Car dans les faits, l'armée libanaise ne dispose "pas de beaucoup de moyens" pour faire tampon entre le mouvement chiite et l'armée israélienne, note la vice-présidente de l'Institut de recherche et d'études sur la Méditerranée et le Moyen-Orient, Agnès Levallois, citée par l'AFP. "Concrètement, comment les choses vont-elles se passer s'il y a un problème ?", s'interroge-t-elle, alors que le Premier ministre israélien, Benyamin Nétanyahou, annonçait, juste avant de donner son feu vert, qu'Israël conserverait "une totale liberté d'action militaire" au Liban, s'engageant à attaquer "si le Hezbollah viole l'accord et tente de se réarmer."

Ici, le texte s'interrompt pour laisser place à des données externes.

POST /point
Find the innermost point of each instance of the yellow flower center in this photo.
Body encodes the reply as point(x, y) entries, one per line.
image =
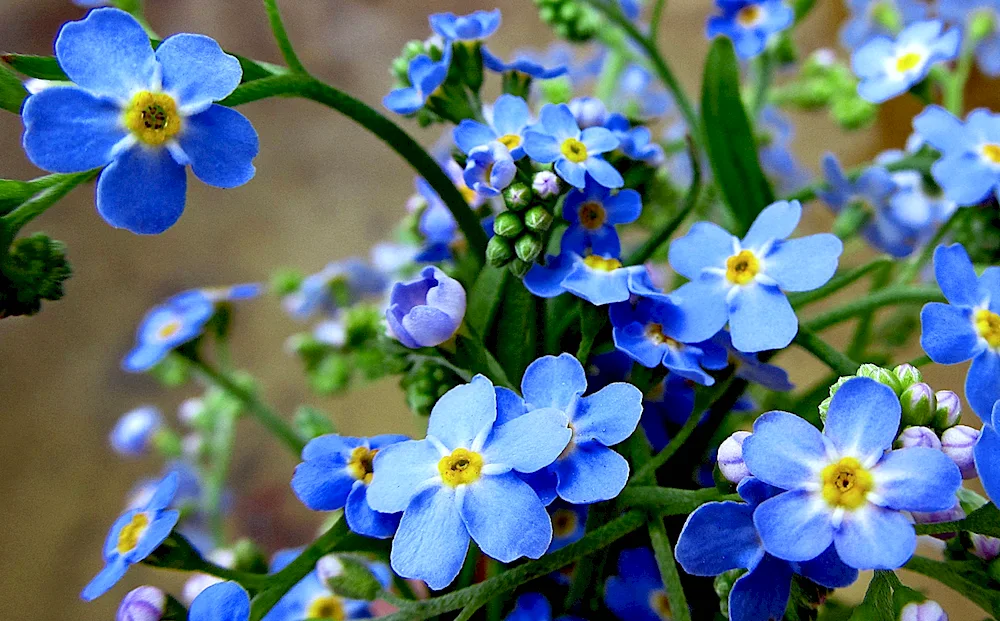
point(129, 537)
point(326, 607)
point(564, 523)
point(992, 152)
point(988, 326)
point(360, 464)
point(574, 150)
point(908, 62)
point(152, 118)
point(846, 483)
point(461, 467)
point(592, 215)
point(742, 268)
point(599, 263)
point(511, 141)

Dès l'entrée en vigueur du cessez-le-feu à l'aube, des habitants du sud du Liban et de la plaine de la Bekaa ont commencé à retourner dans leurs villages. Or, l'armée israélienne a aussitôt averti les habitants du sud du Liban de ne pas s'approcher des positions où elle reste déployée. "Il vous est interdit de vous diriger vers les villages que les FDI [l'armée israélienne] ont ordonné d'évacuer ou vers les forces des FDI dans la région", a déclaré le porte-parole de l'armée, Avichay Adraee, dans un message publié sur X. Dans un discours aux Libanais tenu mercredi, le Premier ministre libanais, Najib Mikati, a ainsi demandé à Israël de "respecter" le cessez-le-feu et de se retirer des zones frontalières.
La durée du cessez-le-feu, incertaine, dépendra de la restauration du pouvoir libanais
D'après Joe Biden, l'accord de trêve a été conçu pour entraîner un arrêt permanent des hostilités entre les deux parties. Mais "un travail considérable se profile pour assurer que l'accord perdure", a prévenu mardi soir Jeanine Hennis-Plasschaert, la représentante de l'ONU pour le Liban. Il "marque le point de départ d'un processus critique" pour assurer la sécurité des civils des deux côtés de la ligne bleue, cette ligne de démarcation fixée par l'ONU entre le Liban et Israël, a-t-elle ajouté.
Mais pour que l'espoir de paix se concrétise, il faudra régler "le problème de fond" : celui "de la souveraineté libanaise", analyse sur franceinfo Karim Emile Bitar, professeur de relations internationales à l'Université Saint-Joseph de Beyrouth. "Le Hezbollah a été considérablement affaibli mais il est encore une force dominante au Liban. Il conserve sa capacité de blocage, sa capacité de nuisance", explique-t-il. Alors que le gouvernement paraît impuissant face au conflit qui mine son territoire et que le pays demeure sans chef de l'Etat depuis le départ de Michel Aoun en 2022, confier la sécurité de la frontière à l'armée libanaise nécessite que cette dernière soit appuyée par toute la légitimité de l'Etat.
De toutes parts, des voix se sont élevées mercredi pour réclamer que soit organisée rapidement l'élection du président de la République. Estimant que le succès ou non de l'accord était "la responsabilité des autorités libanaises et de tous ceux qui exercent d'éminentes responsabilités politiques", Emmanuel Macron a déclaré dans un message vidéo que "la restauration de la souveraineté du Liban pass[ait] par l'élection sans délai d'un président de la République". Dans un discours télévisé, quelques heures après l'entrée en vigueur du cessez-le-feu, le président du Parlement libanais, Nabih Berri, chef de l'influent mouvement chiite Amal, allié du Hezbollah, a appelé les Libanais à "l'unité" nationale et s'est prononcé pour "hâter l'élection d'un président de la République".